“Io invece studio all’estero”

Chi viaggia potrà trovarvi spunti utili su come muoversi ancora meglio in giro per il mondo, un po’ come se si avesse per le mani un manuale di sopravvivenza. Lo stesso per i più sedentari, quelli che se si allontanano da casa per qualche giorno e a pochi chilometri di distanza già è troppo.
La guida in questione, anche se a dirla così può sembrare un po’ riduttivo, è “Io invece studio all’estero” di Loredana Oliva, giornalista de Il Sole 24 Ore specializzata sui temi dell’istruzione e del lavoro. Un libro che gli invitati alla giornata di presentazione, tenutasi giovedì 3 aprile presso la libreria Bibli di Trastevere, non hanno esitato a definire “fresco, leggero e chiaro nella scrittura”, di quelli insomma che si leggono tutti d’un fiato. “Un giorno mi piacerebbe poter dire ‘Io invece studio in Italia’ – ha affermato l’autrice – questo significherebbe che tante cose sono cambiate”.
“La verità è che al momento sono troppe le differenze che ci separano dai sistemi universitari più avanzati, dove ad esempio sono presenti meccanismi di controllo e di valutazione degli atenei che permettono di registrare sia le performance di studio degli iscritti che i risultati raggiunti nella ricerca, oltre che la capacità dei campus di volgersi all’internazionalizzazione”.

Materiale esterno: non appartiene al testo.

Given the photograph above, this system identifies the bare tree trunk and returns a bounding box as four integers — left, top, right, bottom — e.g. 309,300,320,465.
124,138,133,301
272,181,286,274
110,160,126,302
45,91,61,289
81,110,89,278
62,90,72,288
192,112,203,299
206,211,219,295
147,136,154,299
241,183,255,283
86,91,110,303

La ricetta insomma, è sempre la stessa: premiare il merito. Quasi uno slogan. “In Italia non c’è un sistema di trasparenza che consente al singolo di muoversi come fosse un consumatore alla ricerca del servizio migliore. D’altra parte è giusto che le famiglie che sostengono i propri figli abbiano un tornaconto dai loro investimenti. E non sono sicura – ha spiegato la giornalista – che in questo c’entri qualcosa il taglio continuo ai finanziamenti destinati all’università”. Sembrerebbe al contrario, più un problema culturale. Lo stesso che ancora oggi, fa da freno alla mobilità internazionale. “Trovo che siano almeno due i motivi – ha evidenziato Francesco Ventimiglia, giornalista Radio Rai e moderatore per l’occasione – utili a spiegare il fenomeno: innanzitutto il rifiuto rispetto alla società industriale e post-industriale, che porta a rimanere ancorati ad una mentalità contadina che ci vuole ancora aggrappati alle origini del luogo, poi il ricordo tutt’altro che positivo degli emigranti con la valigia di cartone in mano”. Eppure a viaggiare c’è da guadagnarci sia in termini di crescita personale che di occasioni di lavoro. A sostenerlo è Maurizio Caponi, esperto in risorse umane all’interno di IBM. “I curricula che arrivano in azienda sembrano tutti uguali, nonostante ciascuna persona sia diversa e con proprie specificità, ma i posti sono pochi e per i selezionatori corre l’obbligo di fare una scelta. In questo senso l’esperienza all’estero rappresenta un valore aggiunto”.